# Problems in 2nd round

A booklet with all the problems and the actual chapter of the series (in Czech):

## Problem II . 1 … *beach date* (3 points)

Imagine you are going on a date with your girlfriend/boyfriend and you end up watching the sunset on the beach. The sun above the sea horizon looks very romantic, so to prolong this special moment, you decide to use a forklift to lift you up. The forks of the forklift move up with such speed that you can see the sun touching the horizon at any moment. Determine the speed of the forks.

## Problem II . 2 … *ultra high temperature superconducticvity* (3 points)

Many types of materials, mostly metals,
have increasing dependence of resistivity on temperature.
However, there are semiconductors or graphite which show a decreasing dependence.
And you have also probably heard about superconductivity,
the natural phenomenon when a cooled material shows almost no electrical resistance
and becomes a perfect conductor. Our current state of knowledge says
that the temperature of a superconductor must be well below room temperature,
but let's assume that the equation defining the resistance is *R* = *R*_{0} ( 1 + *αΔt* ) , where *R*_{0} is the resistance at room temperature, *α* is the temperature coefficient of resistance and *Δt* is the temperature difference with respect to room temperature,
and the equation holds for any temperature.
Using this equation and coefficients *α*_{C} = -0.5 · 10^{-3} K^{ − 1} for graphite and *α*_{Si} = -75 · 10^{-3} K^{ − 1} for silicon,
we obtain zero resistance for high temperatures.
Determine these two temperatures and explain why the superconducting
phenomenon does not work this way, i.e. neither carbon nor silicon
are superconductors at high temperatures.

## Problem II . 3 … *looping* (6 points)

We have a plane inclined at an angle *α* which is smoothly connected to a loop of radius *R*. What is the minimal initial height *h* where we have to place
a ball of radius *r* (comparable to *R*, but smaller), so that
the ball will roll through the loop?
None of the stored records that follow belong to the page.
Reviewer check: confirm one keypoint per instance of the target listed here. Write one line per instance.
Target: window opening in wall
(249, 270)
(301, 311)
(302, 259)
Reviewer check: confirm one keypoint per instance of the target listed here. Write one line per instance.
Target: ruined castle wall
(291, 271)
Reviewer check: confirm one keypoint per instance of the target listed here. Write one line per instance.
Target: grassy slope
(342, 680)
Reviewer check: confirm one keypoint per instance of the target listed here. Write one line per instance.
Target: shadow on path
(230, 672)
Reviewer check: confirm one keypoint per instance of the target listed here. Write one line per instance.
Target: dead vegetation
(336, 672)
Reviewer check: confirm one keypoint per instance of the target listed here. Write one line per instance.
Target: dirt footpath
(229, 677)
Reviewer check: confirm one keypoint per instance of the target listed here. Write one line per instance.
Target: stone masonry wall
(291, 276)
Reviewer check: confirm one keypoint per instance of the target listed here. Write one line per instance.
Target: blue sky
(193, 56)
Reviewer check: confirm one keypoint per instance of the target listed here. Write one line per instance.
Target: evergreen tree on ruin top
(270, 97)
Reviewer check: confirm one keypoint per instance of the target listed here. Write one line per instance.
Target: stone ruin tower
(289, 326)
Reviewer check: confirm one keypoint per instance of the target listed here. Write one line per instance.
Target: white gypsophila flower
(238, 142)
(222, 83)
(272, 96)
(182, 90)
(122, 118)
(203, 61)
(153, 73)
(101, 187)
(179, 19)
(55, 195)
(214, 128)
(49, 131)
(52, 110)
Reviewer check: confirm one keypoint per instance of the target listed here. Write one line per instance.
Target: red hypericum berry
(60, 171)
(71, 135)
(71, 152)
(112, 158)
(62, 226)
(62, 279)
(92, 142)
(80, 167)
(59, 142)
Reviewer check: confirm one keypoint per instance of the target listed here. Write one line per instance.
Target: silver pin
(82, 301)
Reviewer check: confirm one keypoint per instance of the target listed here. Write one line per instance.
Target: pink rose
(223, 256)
The ball must be always in
contact with the plane or the loop and we assume that the ball does not slip.

## Problem II . 4 … *tiny ball* (6 points)

Imagine the motion of a homogeneous ball: it starts with translation (without rotation) and gradually transitions to rolling (without slipping). Determine the time of the transition from pure translation to rolling without slipping. Consider different radius, mass, initial speed and coefficient of friction of the ball.

## Problem II . 5 … *tea container problem* (7 points)

We have a tea container with a tap near the bottom and an airtight lid (maybe you know these from your school canteen). Determine the volume of tea we can pour from the tap before we have to open the valve to equalize the pressure in the container.

## Problem II . P … *an effective machine* (9 points)

Guns can be considered to be heat engines. Calculate the efficiency of a gun, say a pistol or a rifle.

## Problem II . Exp … *one full fat milk, please* (12 points)

Milk with higher fat content should be „whiter“ – more light is scattered and less is transmitted. Conduct a measurement of the fat content of milk with the help of a color scale (contact us at fykos@fykos.czto get the pdf with the scale -- you have to print it yourself). The difference in whiteness is most apparent when you add a dye to each glass of milk. You can use e.g. black ink or any other dye, but with different colors you have to create your own color scale which you have to add to your solution. Use different types of milk and mixture of milk with water. Discuss the reliability of this method of measurement.